Moonlight definitivamente não é para todos. É o oposto de um filme que o público em geral paga para assistir. É um filme diferente desenvolvido em três partes cada um com seu toque de emoção e desenvolvimento do personagem. É um roteiro muito bom! Com um elenco muito bom, total destaque para Naomi Harrie que rouba a cena. Vale destacar o excelente jogo de camêras durante o filme, uma bonita cinematografia. Entretanto Moonlight não me cativou em nenhum momento, não me trouxe emoções alguma e me peguei várias vezes com muito tédio durante o filme. Cenas muito longas e extensas em minha opinião foram usadas de forma errada e simplesmente não me agradaram. No fim das contas eu não sei exato o que eu sinto por esse filme. Não amei, já vi melhores, mas é bom, tecnicamente muito bom! Vale o ingresso.
O filme foi muito bom na minha opinião teve excelente atuações dos atores, excelentes fotografia e roteiro,além de retratar as dificuldades que o personagem tem em sua difícil vida de forma impressionante, fazendo com que o espectador sinta pena do personagem principal,ou seja, diretor fez um bom trabalho,mas o filme perde um pouco por praticamente não possuir lição social, além do fim bem longe dá perfeição.
Só não dou uma quinta estrela porque acredito que o filme poderia explorar melhor outras situações como o personagem Juan, a vida do protagonista na cadeia e depois dela, o que houve com o valentão que levou a caldeirada na cabeça, etc. O meio para o final perdeu o ritmo que nos prendia à história desde o início. Ainda assim, um excelente filme.

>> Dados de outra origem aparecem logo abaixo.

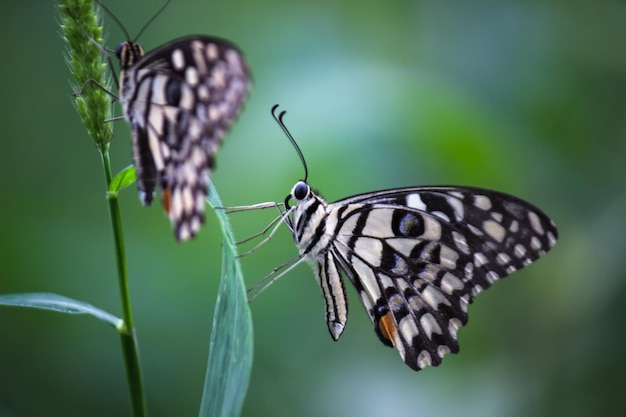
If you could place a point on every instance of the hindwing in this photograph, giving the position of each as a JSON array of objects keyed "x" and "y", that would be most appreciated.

Ganhador de Oscar e por isso tenho que assistir. O filme foi muito bem produzido. Ponto para a produção. Ao iniciar o filme e no decorrer dele, o telespectador fica impactado com as três fases de vida do garoto. Como se pode ver pelo cartaz, três faces de uma vida. Alguns fatos da vida te acompanham para sempre, isso que forma a sua personalidade. E sempre tem que lembrar que há outras pessoas à sua volta e que podem ter as consequências desses atos, sejam inofensivos ou não. Ao abordar a temática de bullying, preconceito, homossexualismo e drogas, o filme é interessante, porém para mim pecou na sequência, pois ao final se tornou muito truncado.
Fraco, um Filme LGBT, Envolve o homossexualismo, tráfico de drogas e etc, é uma pena que toda essa frescura de LGBT consiga influenciar até mesmo o Oscar, dando a este filme fraquíssimo a estatueta de melhor filme do ano de determinada edição, não Recomendo, Filme fraquíssimo.
Roteiro confuso e clichê. Filme arrastado, monótono, chato. Não sei quem vota no Oscar, mas esses caras só podem estar de sacanagem! Foi quota isso: porque era sobre preto, pobre e gay??? Do bonequinho do Globo eu espero tudo, um bando de maluco maconheiro que adora Glauber Rocha (quem???)... mas da Academia??? Melhor terem deixado o erro e dado pra outra porcaria que foi La La Land!
Abrange um assunto delicado de forma mais contemporânea, porém o roteiro é muito simples, na verdade não só o roteiro, o filme em si. Cenas pressentidas e muito lineares na obra como um todo.